Because it’s the end of October and everybody’s lawn is covered in creepy stuff, I thought it high time I discussed scary things. So here is a list of my fears, from smallest to greatest.
- Turbulence on airplanes. Scary, sure, but I’ve flown enough for it not to worry me TOO much. I’m trying to train Drew not to be scared when it happens—as the plane starts to shake I lean over and say, “Righteous! Righteous!” You know, like the surfer turtle in Finding Nemo. Last time, he did it too. It was cute.

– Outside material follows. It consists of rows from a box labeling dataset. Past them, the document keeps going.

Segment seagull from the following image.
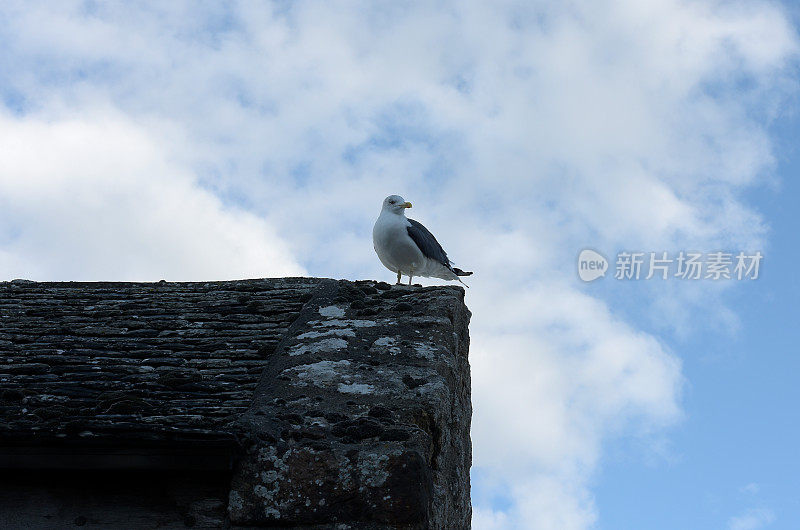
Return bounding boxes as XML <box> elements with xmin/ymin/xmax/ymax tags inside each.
<box><xmin>372</xmin><ymin>195</ymin><xmax>472</xmax><ymax>287</ymax></box>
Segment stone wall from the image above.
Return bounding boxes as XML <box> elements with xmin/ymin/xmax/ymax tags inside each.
<box><xmin>0</xmin><ymin>278</ymin><xmax>471</xmax><ymax>528</ymax></box>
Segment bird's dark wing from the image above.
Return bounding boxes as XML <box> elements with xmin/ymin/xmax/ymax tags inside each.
<box><xmin>406</xmin><ymin>219</ymin><xmax>450</xmax><ymax>269</ymax></box>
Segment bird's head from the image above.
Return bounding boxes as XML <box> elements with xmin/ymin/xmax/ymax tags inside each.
<box><xmin>383</xmin><ymin>195</ymin><xmax>411</xmax><ymax>215</ymax></box>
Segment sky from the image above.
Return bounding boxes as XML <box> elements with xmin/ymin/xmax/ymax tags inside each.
<box><xmin>0</xmin><ymin>0</ymin><xmax>800</xmax><ymax>530</ymax></box>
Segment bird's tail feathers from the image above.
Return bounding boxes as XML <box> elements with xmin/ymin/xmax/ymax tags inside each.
<box><xmin>450</xmin><ymin>267</ymin><xmax>472</xmax><ymax>289</ymax></box>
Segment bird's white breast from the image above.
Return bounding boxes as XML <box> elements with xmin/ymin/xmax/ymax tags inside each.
<box><xmin>372</xmin><ymin>212</ymin><xmax>425</xmax><ymax>274</ymax></box>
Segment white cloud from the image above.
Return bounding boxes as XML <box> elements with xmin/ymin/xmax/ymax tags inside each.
<box><xmin>0</xmin><ymin>110</ymin><xmax>303</xmax><ymax>281</ymax></box>
<box><xmin>728</xmin><ymin>508</ymin><xmax>775</xmax><ymax>530</ymax></box>
<box><xmin>0</xmin><ymin>0</ymin><xmax>797</xmax><ymax>529</ymax></box>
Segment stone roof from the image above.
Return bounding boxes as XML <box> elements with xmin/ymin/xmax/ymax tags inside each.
<box><xmin>0</xmin><ymin>278</ymin><xmax>471</xmax><ymax>528</ymax></box>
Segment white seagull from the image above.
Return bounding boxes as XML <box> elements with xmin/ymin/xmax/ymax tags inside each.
<box><xmin>372</xmin><ymin>195</ymin><xmax>472</xmax><ymax>287</ymax></box>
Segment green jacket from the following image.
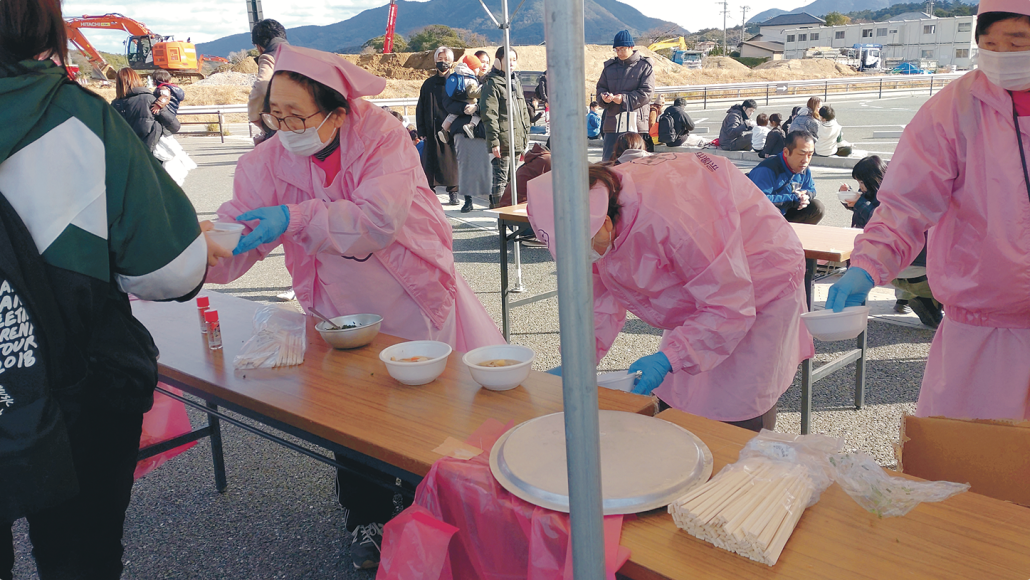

- Spiders. One time, I was alone in my classroom and there was a giant spider in the corner. I poked him with a broom, thinking he was a dust bunny. He was NOT. So I stood there, frozen in horror, until I realized I would have to vanquish him. I picked up a literature book (it was an extra, don’t worry), and held it aloft…I think I said, “For Narnia and for Aslan!” Then I dropped it on him, winning that battle and keeping my self respect. In my defense, he was the size of a nickel.
- Horror movies. I’ve watched a few, hoping they would make me braver, but I mostly ended up turning off the sound and hiding my eyes and at that point, does it really count as watching? And I still got nightmares. Sorry, I’m impressionable. And while we’re talking about scary movies…
- All the villains from Don Bluth movies (the cats from Fievel, the evil mouse from NIMH, the owls from Rockadoodle…I don’t know what it is about his animation style but his villains are no joke—they all have long nails and scary teeth.)
- Looking stupid in public (this is low on the list because I don’t often notice or understand what people think of me—I’m sort of lost in my thoughts a lot…it’s possible I’m just always looking stupid, that I maintain a constant level of stupid without knowing it, and I’ve become acclimated to it…)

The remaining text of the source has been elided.